In the Setting Every Community Up for Retirement Enhancement Act 2.0 (“SECURE 2.0”) enacted by Congress at the end of 2022, it is now possible to roll over 529 plan account assets to a Roth IRA in the name of the account beneficiary, free of income and excise taxes.
There are several requirements to consider before proceeding with a rollover:
- First, the 529 plan account must have been in existence for at least 15 years.
- A rollover may only be made to the Roth IRA of the 529 account beneficiary.
- The maximum lifetime amount that can be rolled over from a 529 account to a Roth IRA is $35,000.
- The annual rollover from a 529 account cannot exceed the annual Roth IRA contribution limit ($7,000 for 2024 or $8,000 if the beneficiary is over age 50). As a result, moving $35,000 to a Roth IRA could take over five years to complete.
- Contributions to the 529 plan made within the previous five years (including earning on such contributions) are ineligible to be transferred to the Roth IRA.
- Rollovers are not subject to the typical income limitations to contribute to a Roth IRA. As an example, if a beneficiary’s income exceeds $153,000 (the income limitation for a single filer), the beneficiary could not contribute to a Roth IRA but could still roll over funds from a 529 account to a Roth IRA.
- Finally, the beneficiary of a 529 plan will need to have compensation at least equal to the amount being rolled over during the years the 529 to Roth rollovers are taking place.

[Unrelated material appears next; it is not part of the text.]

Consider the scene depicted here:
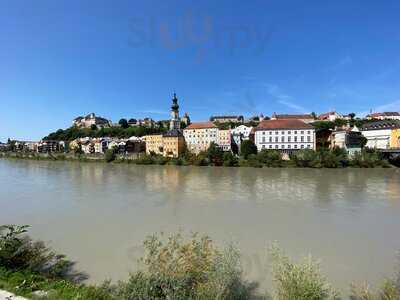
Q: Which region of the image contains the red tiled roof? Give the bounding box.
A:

The ability to roll over excess assets in a 529 plan account to a Roth IRA is a powerful way to convert savings for a beneficiary’s education to retirement savings and should be considered an option whenever a 529 account holds more assets than the beneficiary requires for educational expenses. Further guidance from the IRS is expected to clarify the legislation allowing such rollovers, and therefore it is advisable to consult with your estate planning attorney and other tax advisors before commencing a plan to transfer 529 account balances to Roth IRAs.